The U.S. Chamber of Commerce today threw the weight of the nation's largest business trade group behind language in a House bill to re-authorize the Federal Aviation Administration (FAA) bill that would federally pre-empt state laws that require commercial truck drivers operating in interstate commerce to be paid for meal and rest times.
In a letter, Suzanne Clark, senior executive vice president at the Chamber, said the provision would restore Congress' intent when it pre-empted state economic regulation in 1994 and established "national uniformity" for motor carriers of property. The views of the Chamber, which has about 3 million members, echo those of the American Trucking Associations (ATA), the trade group representing mostly large fleets. ATA has pushed aggressively for the amendment for several years, and has enlisted, among others, Rep. Jeff Denham (R-Calif.) to introduce the language.
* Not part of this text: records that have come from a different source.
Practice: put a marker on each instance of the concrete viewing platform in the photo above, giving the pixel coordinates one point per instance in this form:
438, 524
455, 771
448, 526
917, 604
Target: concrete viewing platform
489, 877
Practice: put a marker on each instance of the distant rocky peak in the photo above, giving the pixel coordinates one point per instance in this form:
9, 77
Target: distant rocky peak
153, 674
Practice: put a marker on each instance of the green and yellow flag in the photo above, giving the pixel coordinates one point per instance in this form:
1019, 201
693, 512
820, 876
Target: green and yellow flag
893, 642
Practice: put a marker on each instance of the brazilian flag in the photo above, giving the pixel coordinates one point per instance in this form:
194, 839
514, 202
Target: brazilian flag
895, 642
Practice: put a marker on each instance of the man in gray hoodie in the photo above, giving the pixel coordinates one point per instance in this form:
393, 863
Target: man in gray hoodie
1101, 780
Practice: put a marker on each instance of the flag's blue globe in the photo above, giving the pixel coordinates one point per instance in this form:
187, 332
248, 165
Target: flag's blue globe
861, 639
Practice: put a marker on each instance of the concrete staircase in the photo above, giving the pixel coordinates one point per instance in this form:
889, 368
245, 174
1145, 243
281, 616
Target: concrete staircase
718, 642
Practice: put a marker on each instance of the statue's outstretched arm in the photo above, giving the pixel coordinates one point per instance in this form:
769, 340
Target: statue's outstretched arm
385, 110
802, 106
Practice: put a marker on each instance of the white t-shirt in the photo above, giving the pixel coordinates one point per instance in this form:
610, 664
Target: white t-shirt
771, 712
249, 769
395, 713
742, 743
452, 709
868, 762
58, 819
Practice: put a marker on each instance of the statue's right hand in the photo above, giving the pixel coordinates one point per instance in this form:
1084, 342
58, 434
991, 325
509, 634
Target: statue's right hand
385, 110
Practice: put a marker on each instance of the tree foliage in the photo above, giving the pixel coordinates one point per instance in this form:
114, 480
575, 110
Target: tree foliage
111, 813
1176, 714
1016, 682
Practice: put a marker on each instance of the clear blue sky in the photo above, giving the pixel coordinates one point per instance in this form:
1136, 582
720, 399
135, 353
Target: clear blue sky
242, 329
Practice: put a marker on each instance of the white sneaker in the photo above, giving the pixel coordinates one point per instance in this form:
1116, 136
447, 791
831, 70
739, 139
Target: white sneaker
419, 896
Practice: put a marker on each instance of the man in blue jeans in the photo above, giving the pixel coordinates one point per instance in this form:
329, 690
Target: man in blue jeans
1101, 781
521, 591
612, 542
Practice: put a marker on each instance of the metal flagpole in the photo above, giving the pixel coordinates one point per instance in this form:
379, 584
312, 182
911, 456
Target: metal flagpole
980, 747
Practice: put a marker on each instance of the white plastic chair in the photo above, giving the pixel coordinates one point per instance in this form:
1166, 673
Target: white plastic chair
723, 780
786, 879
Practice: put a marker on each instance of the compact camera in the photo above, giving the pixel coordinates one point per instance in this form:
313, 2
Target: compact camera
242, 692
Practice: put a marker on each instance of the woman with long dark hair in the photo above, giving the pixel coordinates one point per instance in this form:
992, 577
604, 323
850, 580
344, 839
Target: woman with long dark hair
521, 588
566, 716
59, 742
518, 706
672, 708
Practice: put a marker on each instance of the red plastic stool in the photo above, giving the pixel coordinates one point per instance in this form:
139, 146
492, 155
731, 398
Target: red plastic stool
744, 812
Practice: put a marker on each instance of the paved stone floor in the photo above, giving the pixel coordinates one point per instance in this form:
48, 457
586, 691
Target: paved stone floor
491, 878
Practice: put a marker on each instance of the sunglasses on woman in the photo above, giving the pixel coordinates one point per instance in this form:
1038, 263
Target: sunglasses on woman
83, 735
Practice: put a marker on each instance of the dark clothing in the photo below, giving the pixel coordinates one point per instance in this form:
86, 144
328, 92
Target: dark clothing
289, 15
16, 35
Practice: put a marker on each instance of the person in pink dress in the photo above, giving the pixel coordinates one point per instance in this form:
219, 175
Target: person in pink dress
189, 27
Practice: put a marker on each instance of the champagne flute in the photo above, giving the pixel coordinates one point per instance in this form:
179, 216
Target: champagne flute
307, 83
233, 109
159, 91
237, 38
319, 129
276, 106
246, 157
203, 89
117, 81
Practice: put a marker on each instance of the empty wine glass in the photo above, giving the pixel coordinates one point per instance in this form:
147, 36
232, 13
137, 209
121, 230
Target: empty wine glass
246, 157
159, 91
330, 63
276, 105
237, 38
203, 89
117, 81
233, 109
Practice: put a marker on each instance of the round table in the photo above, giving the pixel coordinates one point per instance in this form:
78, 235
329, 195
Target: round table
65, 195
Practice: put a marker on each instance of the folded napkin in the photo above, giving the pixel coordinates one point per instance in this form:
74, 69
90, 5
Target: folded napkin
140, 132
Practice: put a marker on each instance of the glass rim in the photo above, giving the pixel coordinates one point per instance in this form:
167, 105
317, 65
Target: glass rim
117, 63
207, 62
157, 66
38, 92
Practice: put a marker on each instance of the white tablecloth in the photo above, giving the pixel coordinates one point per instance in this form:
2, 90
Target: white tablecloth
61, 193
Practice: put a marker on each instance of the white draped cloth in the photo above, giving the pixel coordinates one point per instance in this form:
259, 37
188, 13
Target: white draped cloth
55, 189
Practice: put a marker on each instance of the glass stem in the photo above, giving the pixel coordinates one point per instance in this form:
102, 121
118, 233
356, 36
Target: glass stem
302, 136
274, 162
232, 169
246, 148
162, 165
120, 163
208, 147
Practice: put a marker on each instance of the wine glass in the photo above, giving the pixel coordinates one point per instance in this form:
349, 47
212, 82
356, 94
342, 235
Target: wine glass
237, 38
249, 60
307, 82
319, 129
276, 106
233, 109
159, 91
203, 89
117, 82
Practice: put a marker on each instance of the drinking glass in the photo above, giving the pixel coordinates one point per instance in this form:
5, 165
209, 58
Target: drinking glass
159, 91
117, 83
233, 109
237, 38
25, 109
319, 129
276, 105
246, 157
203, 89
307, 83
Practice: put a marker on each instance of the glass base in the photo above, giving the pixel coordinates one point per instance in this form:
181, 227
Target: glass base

Denham has tried unsuccessfully several times to get the pre-emption language inserted in various bills.
Smaller truckers and the Teamsters union are fighting the amendment, as they have done in the past. They claimed the 1994 law pre-empted economic regulation of the states, not their power to regulate labor matters. They also warn that should the provision become law, it would gut any role the states have in protecting drivers from not getting paid for time not spent driving.
Debate over the five-year FAA re-authorization bill began today on the House floor. Neither Rep. Bill Shuster (R-Pa.), chair of the House Transportation and Infrastructure Committee, nor Rep. Frank LoBiondo (R-N.J.) who chairs the House Aviation Subcommittee, mentioned the trucking language in their respective opening remarks on the floor.